Reason #6 -- The Offensive Line is Improved
The Giants prioritized the offensive line in the April draft, selecting Justin Pugh in the 1st round. Pugh will replace David Diehl as right tackle, and should be an instant upgrade (particularly as a run blocker).
- Wilson is a physical marvel, with all the skills requisite of a true franchise running back
- Tom Coughlin and Kevin Gilbride want to re-discover offensive balance
- Ahmad Bradshaw is gone, leaving the door wide open for Wilson
- Andre Brown had 8 touchdowns in limited action last year and poses a threat as a short-yardage specialist
- Wilson can't get in his own head early and fumble, or he may find himself back on the bench
David Wilson's rookie season didn't go according to plan thanks to early fumbles and pass-blocking difficulties. Yet, when the dust settled Wilson finished the season with 1,925 all purpose yards (a Giants rookie record) and looked like a franchise runner late in the season when the coaches finally gave him a shot. The Giants opted not to re-sign Ahmad Bradshaw, and then failed to draft a runner in this year's NFL draft. If that's not a testament to Wilson's opportunity, I don't know what is. Sure, Andre Brown may have a role, but this is Wilson's job to lose. As long as Wilson holds onto the ball, he is going to be the Giants bell cow and, as a result, offers tremendous value at his current ADP.
THOUGHTS FROM AROUND THE WEB
Wilson's ability as a runner makes him an enticing fantasy football play. But the Giants' coaching staff isn't looking for the best fantasy football running back. The Giants mix and match with running backs, and they'll put the ones on the field who help the overall offense function the best. That's why I'm not taking Wilson early. He could be a great asset this year. I just think there are too many question marks about the ways in which the team will use him to make him a trustworthy option.

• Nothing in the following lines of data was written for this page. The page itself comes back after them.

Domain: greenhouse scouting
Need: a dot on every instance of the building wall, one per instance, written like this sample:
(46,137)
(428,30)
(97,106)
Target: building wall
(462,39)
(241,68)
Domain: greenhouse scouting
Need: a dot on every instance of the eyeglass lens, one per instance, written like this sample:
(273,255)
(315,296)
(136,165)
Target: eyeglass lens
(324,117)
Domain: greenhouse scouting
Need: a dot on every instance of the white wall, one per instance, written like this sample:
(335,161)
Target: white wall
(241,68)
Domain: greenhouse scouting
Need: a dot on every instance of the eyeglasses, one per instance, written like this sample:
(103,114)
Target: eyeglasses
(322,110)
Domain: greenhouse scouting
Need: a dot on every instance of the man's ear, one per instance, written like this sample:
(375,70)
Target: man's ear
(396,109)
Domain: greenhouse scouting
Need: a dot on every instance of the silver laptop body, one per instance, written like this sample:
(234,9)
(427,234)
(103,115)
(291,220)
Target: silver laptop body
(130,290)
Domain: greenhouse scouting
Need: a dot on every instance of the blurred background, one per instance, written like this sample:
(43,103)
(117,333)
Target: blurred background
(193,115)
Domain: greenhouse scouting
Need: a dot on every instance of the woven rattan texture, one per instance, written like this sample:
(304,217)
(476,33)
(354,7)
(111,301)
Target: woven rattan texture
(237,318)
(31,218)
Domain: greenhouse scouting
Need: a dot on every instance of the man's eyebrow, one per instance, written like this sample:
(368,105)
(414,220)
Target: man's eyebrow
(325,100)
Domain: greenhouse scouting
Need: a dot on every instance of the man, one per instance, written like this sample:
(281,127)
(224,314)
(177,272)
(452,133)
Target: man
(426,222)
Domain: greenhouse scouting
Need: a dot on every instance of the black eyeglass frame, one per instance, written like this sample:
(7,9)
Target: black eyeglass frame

Matt De Lima of FFToolbox believes Wilson is the breakout player of the year:
Like any high-upside running back, playing time is the key. Buffalo's C.J. Spiller is a comparable talent who forfeited a lot of playing time earlier in his career to Fred Jackson. Spiller and Wilson both have freak-of-nature speed and athleticism. What separates the pair is Wilson's incredible lower body strength and balance. He can absorb contact and bounce off would-be tacklers with ease. The second-year runner is a more natural running back who will require less grooming than Spiller, but took a few seasons to come into his own. Head-to-head, Wilson's skill-set is better; however nothing is a given in the NFL. If the Giants opt to use Andre Brown frequently, Wilson has little chance to break into RB1 territory.
In any league format, Wilson is a solid RB2 assuming he carves out a significant role in New York's offense. His ceiling is even higher too. If there's one young running back that can significantly outperform his average draft position (3.08 according to Fantasy Football Calculator), it's Wilson.